- Directed by: Ashok Pati
- Written by: Ranjit Pattnaik
- Screenplay by: Ashok Pati
- Produced by: Tarang Cine Productions
- Starring: Babushaan Mohanty Buddhaditya Mohanty Mihir Das Bhoomika Dash
- Cinematography: Sitanshu Mahapatra
- Edited by: Sukumar Mani
- Music by: Abhijit Majumdar
- Release date: 16 October 2018 (Odisha);
- Running time: 157 min
- Country: India
- Language: Odia

= Sriman Surdas =

2018 film by Ashok Pati

Sriman Surdas is a 2018 Indian Odia language action comedy film directed by Ashok Pati and Produced under banner Tarang Cine Productions. It is a remake of the 2017 Telugu film Andhhagadu. Babushaan and Bhoomika Dash played lead roles in the film.

== Cast ==
- Babushan as Sriman Surdas
- Buddhaditya Mohanty
- Mihir Das
- Bhoomika Dash
- Salil Mitra
- Bobby Mishra

==Production==
Actress Bhoomika Dash was roped to play lead role opposite actor Babushan.
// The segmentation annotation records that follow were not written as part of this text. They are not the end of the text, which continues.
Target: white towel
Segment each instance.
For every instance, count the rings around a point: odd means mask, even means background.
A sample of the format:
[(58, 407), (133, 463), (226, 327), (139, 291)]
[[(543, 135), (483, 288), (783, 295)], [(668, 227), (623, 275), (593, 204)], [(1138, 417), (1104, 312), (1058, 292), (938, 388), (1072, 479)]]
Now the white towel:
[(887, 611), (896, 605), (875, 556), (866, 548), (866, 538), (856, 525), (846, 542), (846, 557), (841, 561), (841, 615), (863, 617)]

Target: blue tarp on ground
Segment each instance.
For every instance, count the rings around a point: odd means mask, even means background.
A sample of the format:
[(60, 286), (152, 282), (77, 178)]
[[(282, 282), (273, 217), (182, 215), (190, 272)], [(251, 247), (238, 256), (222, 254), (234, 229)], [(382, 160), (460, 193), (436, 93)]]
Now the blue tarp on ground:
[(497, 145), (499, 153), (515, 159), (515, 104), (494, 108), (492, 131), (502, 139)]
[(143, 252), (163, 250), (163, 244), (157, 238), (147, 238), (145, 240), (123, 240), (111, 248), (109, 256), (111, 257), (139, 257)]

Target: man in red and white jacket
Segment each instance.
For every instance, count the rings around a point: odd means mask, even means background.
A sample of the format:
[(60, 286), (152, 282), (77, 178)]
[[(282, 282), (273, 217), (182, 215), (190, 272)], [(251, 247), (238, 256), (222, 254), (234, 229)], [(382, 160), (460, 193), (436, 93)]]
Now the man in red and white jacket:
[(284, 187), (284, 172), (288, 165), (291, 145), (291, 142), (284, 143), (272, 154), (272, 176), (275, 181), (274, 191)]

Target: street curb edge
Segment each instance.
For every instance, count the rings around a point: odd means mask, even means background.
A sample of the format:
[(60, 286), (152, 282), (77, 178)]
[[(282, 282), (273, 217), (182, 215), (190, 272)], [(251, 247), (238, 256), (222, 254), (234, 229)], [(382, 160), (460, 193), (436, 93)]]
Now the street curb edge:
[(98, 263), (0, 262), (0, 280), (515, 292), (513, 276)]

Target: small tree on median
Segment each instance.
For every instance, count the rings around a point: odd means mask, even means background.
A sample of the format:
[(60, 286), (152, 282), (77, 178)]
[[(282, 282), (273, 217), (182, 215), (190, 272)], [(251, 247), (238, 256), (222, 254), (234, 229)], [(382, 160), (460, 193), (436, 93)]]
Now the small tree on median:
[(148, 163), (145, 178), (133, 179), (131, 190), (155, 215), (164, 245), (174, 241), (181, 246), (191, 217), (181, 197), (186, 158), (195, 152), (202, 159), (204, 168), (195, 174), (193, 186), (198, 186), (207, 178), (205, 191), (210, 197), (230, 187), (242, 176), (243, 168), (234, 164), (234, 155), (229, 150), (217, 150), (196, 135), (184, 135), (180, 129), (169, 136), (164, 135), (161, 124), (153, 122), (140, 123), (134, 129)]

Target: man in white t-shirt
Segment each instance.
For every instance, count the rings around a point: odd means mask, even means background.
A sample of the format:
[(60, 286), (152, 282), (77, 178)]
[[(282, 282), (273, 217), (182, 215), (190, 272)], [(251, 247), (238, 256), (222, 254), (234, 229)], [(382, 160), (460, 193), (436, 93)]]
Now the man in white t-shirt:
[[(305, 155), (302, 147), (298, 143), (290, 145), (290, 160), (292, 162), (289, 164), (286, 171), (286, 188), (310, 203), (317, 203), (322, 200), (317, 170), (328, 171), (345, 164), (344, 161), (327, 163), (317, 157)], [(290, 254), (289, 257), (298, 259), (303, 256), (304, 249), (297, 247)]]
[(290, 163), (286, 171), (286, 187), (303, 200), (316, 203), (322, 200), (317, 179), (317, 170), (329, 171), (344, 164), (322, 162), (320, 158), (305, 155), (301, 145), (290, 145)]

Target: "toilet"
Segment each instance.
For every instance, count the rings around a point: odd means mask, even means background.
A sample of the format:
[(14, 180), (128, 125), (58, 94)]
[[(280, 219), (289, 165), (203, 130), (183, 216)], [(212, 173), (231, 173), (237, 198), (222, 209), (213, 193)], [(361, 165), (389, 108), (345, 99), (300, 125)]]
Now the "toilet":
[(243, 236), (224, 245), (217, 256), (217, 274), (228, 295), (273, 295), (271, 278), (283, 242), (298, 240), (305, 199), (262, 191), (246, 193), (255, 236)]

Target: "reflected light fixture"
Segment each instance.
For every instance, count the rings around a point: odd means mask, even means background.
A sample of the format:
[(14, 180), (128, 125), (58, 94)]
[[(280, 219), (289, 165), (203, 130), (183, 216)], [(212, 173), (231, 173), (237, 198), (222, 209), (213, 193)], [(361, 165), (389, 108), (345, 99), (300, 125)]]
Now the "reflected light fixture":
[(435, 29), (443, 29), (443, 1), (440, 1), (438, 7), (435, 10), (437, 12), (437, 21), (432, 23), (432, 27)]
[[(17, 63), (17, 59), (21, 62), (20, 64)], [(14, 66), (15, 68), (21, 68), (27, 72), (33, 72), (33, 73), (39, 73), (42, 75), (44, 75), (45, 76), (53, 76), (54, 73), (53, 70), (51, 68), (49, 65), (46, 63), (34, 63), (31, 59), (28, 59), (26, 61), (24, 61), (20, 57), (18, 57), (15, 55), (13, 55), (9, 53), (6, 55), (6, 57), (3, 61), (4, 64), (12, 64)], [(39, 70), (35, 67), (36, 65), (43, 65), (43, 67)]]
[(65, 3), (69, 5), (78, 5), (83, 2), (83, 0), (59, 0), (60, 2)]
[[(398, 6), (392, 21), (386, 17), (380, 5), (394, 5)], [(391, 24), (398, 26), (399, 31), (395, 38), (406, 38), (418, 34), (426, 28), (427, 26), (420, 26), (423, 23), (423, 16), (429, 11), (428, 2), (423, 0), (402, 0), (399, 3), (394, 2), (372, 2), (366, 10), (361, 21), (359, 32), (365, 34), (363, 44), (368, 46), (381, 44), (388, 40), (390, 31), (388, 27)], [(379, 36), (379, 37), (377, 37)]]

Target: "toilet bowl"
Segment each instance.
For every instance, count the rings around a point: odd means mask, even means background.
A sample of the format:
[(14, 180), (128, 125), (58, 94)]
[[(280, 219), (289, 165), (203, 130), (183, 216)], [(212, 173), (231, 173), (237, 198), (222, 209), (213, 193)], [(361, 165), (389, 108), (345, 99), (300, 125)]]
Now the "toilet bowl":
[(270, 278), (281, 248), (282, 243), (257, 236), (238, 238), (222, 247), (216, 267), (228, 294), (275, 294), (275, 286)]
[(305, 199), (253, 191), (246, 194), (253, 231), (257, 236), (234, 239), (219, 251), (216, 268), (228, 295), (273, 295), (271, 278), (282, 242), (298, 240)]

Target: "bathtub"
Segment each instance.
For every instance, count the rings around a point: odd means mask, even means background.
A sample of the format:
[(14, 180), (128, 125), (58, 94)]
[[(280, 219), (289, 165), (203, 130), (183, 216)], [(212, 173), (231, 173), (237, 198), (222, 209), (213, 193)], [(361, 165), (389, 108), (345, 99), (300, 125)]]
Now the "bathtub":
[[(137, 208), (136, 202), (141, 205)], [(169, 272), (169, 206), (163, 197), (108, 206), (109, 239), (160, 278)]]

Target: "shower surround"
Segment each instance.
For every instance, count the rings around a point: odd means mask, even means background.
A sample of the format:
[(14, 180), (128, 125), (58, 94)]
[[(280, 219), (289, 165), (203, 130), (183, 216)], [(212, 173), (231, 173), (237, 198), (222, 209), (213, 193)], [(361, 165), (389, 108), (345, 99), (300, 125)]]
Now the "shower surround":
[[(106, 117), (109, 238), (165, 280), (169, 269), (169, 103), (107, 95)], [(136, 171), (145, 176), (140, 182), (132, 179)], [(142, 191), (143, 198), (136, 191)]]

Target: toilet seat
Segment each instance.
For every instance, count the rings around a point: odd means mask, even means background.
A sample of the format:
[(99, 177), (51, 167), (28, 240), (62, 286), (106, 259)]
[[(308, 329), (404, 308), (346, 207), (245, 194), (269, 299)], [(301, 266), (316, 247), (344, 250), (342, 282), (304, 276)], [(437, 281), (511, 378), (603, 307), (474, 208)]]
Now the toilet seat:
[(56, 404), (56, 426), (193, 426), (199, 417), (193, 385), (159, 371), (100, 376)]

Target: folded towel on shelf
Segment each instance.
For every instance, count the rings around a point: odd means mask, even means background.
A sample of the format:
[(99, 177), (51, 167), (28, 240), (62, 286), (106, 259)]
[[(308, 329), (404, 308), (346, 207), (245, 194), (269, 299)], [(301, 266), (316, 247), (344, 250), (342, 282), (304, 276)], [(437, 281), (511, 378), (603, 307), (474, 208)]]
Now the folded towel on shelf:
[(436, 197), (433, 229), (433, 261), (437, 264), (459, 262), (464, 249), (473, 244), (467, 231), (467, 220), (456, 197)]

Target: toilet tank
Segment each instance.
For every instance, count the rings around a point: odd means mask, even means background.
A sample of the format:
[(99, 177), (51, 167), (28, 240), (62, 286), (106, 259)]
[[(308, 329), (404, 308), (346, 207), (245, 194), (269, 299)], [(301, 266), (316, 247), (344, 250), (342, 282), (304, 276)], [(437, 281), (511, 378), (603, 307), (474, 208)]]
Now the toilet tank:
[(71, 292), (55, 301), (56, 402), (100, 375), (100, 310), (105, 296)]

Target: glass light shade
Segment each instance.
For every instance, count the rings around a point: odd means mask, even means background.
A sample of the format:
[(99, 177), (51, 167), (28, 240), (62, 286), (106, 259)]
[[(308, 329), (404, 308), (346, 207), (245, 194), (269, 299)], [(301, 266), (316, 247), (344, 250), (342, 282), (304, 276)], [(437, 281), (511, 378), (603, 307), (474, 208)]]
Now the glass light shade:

Veteran actor Mihir Das was seen in a negative role in the movie.

== Soundtrack ==

The music of this film is composed by Abhijit Majumdar and released on 24 September 2018.

Original Tracklist
| No. | Title | Singer(s) | Length |
|---|---|---|---|
| 1. | "Chipudi Delu Dilta" | Humane Sagar | 03.18 |
| 2. | "Pal Pal Chahen" | Swayam Padhi, Rajnandini | 05:11 |
| 3. | "Sriman Surdas" | Satyajeet Pradhan | 04:26 |
| 4. | "Jeans Wali Sathire Accident" | Pamela Jain, Tarique Aziz | 04:05 |
| 5. | "Khuda Kasam" | Swayam Padhi, Antara Chakrabarty | 05:07 |
| 6. | "Dusshera ru milijau Balma" | Kaushik | 03:49 |
| 7. | "Jibana Emiti Bajitae" | Karunakar, Lipsa, Sayini | 01:48 |
| Total length: |  |  | 26.64 |

== Release ==
Sriman Surdas hit theatre on 16 October 2018 during Durga Puja.